Quantity
Use 2gr of tea per 150ml of water.
Temperature
For the optimum infusion use 85°C <185°F> water.
If you like milk, use water at 100°C <212°F>
Brew Time
Infuse for 1 – 3 minutes, tasting regularly.
Enjoy
Sip hot or top with ice for iced tea
Gunpowder tea is made in a similar way as green tea, but after the steaming process, the tea is tightly rolled into pellet-like shapes. When poured with hot water, they swiftly expand over the leaves and can nearly fill the cup.
There are a few reasons why Gunpowder green tea is superior than others: Although it’s challenging, it’s possible to keep the quality of this tea intact for an extended period of time by rolling the leaves tightly. The origin of the base tea is Sri Lanka, more specifically the Dimbula district, home to some of the country’s finest plantations.

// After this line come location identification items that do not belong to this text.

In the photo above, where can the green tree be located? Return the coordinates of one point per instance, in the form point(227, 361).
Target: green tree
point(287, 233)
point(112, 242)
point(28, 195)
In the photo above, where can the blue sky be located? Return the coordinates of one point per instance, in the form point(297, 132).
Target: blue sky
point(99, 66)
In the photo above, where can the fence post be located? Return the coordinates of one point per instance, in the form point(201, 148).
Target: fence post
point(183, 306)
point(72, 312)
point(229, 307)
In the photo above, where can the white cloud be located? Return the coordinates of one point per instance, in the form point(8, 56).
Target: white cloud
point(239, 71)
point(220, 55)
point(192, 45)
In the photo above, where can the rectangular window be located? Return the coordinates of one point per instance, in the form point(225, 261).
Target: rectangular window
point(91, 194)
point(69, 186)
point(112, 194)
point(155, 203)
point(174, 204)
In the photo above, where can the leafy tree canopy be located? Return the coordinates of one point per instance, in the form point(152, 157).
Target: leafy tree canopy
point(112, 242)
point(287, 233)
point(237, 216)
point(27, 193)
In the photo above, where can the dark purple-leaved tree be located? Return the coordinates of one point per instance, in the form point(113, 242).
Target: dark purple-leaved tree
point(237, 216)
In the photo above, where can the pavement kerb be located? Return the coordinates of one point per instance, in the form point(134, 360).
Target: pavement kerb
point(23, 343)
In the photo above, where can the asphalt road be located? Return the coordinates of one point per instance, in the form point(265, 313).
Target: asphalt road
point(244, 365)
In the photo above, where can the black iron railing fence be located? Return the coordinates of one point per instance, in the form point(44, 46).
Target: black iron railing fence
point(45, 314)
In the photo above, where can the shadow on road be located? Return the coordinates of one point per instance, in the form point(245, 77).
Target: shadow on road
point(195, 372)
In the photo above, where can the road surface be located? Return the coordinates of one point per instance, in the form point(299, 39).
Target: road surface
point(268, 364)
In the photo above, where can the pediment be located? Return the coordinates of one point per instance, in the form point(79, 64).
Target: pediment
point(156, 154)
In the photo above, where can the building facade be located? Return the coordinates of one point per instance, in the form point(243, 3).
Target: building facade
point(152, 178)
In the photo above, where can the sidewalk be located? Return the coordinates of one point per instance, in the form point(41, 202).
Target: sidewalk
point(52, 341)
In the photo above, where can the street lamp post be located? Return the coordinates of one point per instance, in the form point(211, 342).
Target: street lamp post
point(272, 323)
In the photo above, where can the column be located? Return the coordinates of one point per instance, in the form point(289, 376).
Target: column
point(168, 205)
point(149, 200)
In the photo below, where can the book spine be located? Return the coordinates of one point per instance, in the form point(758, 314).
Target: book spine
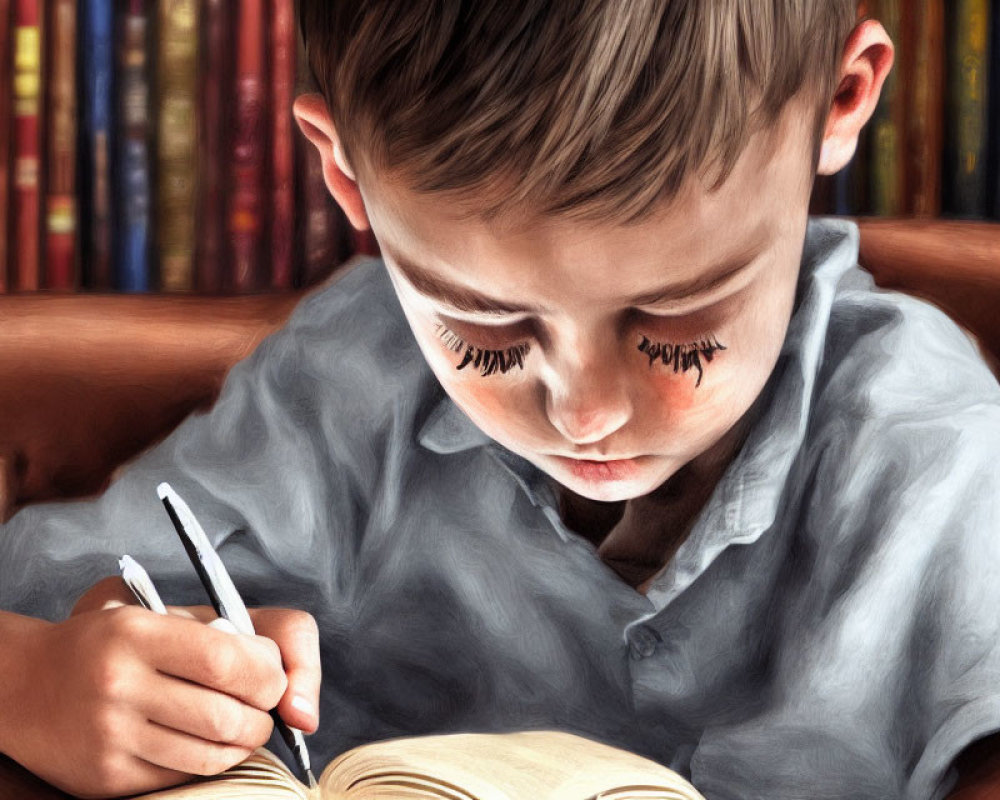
point(994, 122)
point(177, 73)
point(134, 186)
point(318, 232)
point(968, 68)
point(95, 118)
point(61, 215)
point(245, 214)
point(925, 105)
point(6, 86)
point(27, 144)
point(210, 253)
point(886, 153)
point(283, 35)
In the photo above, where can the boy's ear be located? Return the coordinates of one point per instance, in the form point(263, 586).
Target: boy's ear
point(868, 56)
point(314, 121)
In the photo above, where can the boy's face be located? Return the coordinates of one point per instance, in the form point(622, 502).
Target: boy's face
point(613, 355)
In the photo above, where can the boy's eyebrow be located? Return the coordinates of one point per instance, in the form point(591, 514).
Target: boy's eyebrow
point(463, 299)
point(458, 297)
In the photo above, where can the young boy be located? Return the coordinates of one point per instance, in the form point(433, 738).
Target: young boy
point(617, 441)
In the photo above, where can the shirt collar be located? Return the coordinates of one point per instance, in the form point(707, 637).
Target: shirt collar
point(448, 430)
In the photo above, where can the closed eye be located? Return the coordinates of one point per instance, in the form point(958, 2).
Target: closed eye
point(486, 361)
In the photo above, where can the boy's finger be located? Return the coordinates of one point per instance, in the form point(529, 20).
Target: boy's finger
point(204, 614)
point(108, 593)
point(297, 637)
point(246, 667)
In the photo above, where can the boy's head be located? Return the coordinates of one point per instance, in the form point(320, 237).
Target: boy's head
point(593, 211)
point(587, 108)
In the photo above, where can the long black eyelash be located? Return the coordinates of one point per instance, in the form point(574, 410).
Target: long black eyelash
point(681, 356)
point(488, 362)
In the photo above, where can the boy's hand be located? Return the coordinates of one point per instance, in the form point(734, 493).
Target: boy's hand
point(120, 700)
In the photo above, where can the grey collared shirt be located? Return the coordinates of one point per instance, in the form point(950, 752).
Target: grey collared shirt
point(829, 629)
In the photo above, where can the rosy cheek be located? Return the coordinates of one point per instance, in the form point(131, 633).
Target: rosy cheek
point(677, 392)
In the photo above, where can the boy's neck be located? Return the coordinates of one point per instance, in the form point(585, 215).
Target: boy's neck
point(638, 537)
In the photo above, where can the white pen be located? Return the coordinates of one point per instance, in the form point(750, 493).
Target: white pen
point(225, 599)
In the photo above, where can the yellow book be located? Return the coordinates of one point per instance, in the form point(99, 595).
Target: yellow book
point(528, 765)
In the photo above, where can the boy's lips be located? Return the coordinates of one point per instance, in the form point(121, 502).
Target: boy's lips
point(598, 470)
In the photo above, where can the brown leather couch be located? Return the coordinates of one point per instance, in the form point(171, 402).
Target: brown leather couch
point(86, 382)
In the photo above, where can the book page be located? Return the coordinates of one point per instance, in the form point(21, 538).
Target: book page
point(530, 764)
point(261, 777)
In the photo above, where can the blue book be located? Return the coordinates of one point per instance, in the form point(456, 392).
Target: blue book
point(96, 98)
point(132, 248)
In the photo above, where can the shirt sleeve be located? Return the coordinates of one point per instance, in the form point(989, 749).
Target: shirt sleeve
point(955, 627)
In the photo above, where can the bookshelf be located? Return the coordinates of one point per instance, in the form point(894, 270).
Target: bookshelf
point(932, 149)
point(148, 145)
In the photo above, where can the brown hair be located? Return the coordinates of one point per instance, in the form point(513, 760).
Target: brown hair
point(569, 107)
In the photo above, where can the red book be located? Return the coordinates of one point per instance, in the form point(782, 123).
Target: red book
point(210, 248)
point(246, 209)
point(5, 84)
point(60, 218)
point(923, 81)
point(283, 35)
point(27, 144)
point(321, 228)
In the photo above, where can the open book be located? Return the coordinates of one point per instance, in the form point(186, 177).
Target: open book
point(530, 765)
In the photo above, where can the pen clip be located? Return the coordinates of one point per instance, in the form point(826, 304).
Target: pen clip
point(211, 571)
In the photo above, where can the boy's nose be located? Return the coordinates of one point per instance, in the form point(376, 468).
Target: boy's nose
point(588, 411)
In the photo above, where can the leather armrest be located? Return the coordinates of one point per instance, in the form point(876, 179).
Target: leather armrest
point(87, 382)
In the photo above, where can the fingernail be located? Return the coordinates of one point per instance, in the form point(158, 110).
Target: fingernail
point(303, 705)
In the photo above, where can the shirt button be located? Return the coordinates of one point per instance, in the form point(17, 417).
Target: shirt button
point(642, 641)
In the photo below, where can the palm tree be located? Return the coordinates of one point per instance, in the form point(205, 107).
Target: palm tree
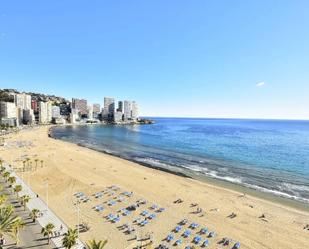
point(48, 231)
point(24, 165)
point(96, 245)
point(3, 199)
point(17, 226)
point(34, 214)
point(24, 200)
point(17, 189)
point(6, 175)
point(9, 222)
point(36, 163)
point(69, 239)
point(11, 180)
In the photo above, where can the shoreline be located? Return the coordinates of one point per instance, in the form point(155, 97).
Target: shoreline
point(186, 173)
point(71, 168)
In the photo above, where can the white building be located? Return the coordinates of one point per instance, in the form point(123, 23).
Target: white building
point(127, 107)
point(28, 116)
point(118, 116)
point(134, 111)
point(109, 107)
point(56, 111)
point(90, 112)
point(74, 117)
point(8, 113)
point(45, 112)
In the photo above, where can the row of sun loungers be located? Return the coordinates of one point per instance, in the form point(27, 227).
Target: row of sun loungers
point(197, 240)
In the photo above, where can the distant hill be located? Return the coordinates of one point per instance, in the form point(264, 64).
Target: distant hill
point(6, 95)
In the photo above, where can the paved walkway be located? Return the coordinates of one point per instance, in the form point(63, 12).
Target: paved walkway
point(48, 215)
point(30, 236)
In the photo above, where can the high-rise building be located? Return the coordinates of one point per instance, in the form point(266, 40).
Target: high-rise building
point(90, 112)
point(118, 116)
point(8, 114)
point(56, 112)
point(45, 112)
point(134, 110)
point(74, 117)
point(8, 110)
point(29, 117)
point(96, 109)
point(23, 101)
point(120, 106)
point(80, 105)
point(34, 105)
point(108, 109)
point(127, 107)
point(65, 109)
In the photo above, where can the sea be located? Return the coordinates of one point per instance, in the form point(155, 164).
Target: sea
point(270, 156)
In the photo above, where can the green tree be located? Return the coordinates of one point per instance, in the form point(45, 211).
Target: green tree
point(69, 239)
point(36, 163)
point(47, 231)
point(96, 245)
point(11, 180)
point(17, 189)
point(3, 199)
point(6, 175)
point(34, 214)
point(17, 226)
point(9, 223)
point(24, 200)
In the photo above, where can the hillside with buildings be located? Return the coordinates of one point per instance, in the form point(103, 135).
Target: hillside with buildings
point(26, 108)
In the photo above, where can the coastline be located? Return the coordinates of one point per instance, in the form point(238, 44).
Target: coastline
point(207, 179)
point(70, 168)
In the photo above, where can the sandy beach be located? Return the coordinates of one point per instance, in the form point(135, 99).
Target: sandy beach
point(68, 169)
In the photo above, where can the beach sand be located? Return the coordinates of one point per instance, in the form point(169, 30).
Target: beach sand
point(70, 168)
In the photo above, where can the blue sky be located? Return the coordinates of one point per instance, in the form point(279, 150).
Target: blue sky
point(175, 58)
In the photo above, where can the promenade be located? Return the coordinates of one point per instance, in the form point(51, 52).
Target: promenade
point(48, 215)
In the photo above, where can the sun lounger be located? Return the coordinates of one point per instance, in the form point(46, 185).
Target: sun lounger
point(205, 243)
point(152, 216)
point(178, 242)
point(186, 233)
point(144, 213)
point(236, 246)
point(211, 234)
point(169, 237)
point(177, 229)
point(160, 210)
point(183, 222)
point(197, 239)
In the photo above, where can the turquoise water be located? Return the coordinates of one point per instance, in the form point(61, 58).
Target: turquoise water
point(267, 155)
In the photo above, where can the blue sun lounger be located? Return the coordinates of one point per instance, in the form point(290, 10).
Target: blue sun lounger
point(116, 219)
point(177, 229)
point(186, 233)
point(205, 243)
point(178, 242)
point(236, 246)
point(169, 237)
point(152, 216)
point(144, 213)
point(183, 222)
point(197, 239)
point(144, 222)
point(211, 234)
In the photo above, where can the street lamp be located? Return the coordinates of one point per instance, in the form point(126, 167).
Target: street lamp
point(78, 217)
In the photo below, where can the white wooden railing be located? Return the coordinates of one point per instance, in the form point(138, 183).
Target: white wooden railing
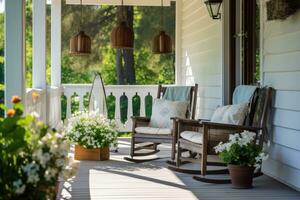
point(45, 105)
point(130, 91)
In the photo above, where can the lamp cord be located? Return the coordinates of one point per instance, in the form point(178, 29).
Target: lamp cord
point(162, 14)
point(81, 11)
point(122, 10)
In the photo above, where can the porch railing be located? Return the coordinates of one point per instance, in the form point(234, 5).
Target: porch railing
point(124, 101)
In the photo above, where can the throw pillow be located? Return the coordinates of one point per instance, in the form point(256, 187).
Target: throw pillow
point(163, 111)
point(231, 114)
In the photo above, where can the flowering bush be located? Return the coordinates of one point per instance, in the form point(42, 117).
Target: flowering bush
point(91, 130)
point(32, 156)
point(241, 149)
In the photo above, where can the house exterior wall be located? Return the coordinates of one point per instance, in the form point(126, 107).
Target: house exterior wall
point(281, 70)
point(200, 39)
point(201, 54)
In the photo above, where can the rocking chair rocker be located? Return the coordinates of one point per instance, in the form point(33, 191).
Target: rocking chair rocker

After the coffee crop was destroyed by coffee rot in the 1860s, the British began planting tea in Sri Lanka as a replacement agricultural product. Since China supplied virtually all of Britain’s tea supplies at the time, the British East Indian Tea Company effectively controlled the market. Due to the tense political climate between China and Britain at the time, “The company” saw sourcing tea from Sri Lanka as a wonderful method to spread out supply chain risk.
Traditional Chinese techniques are used to make this gunpowder tea, but the result is a cup of tea of unrivalled quality.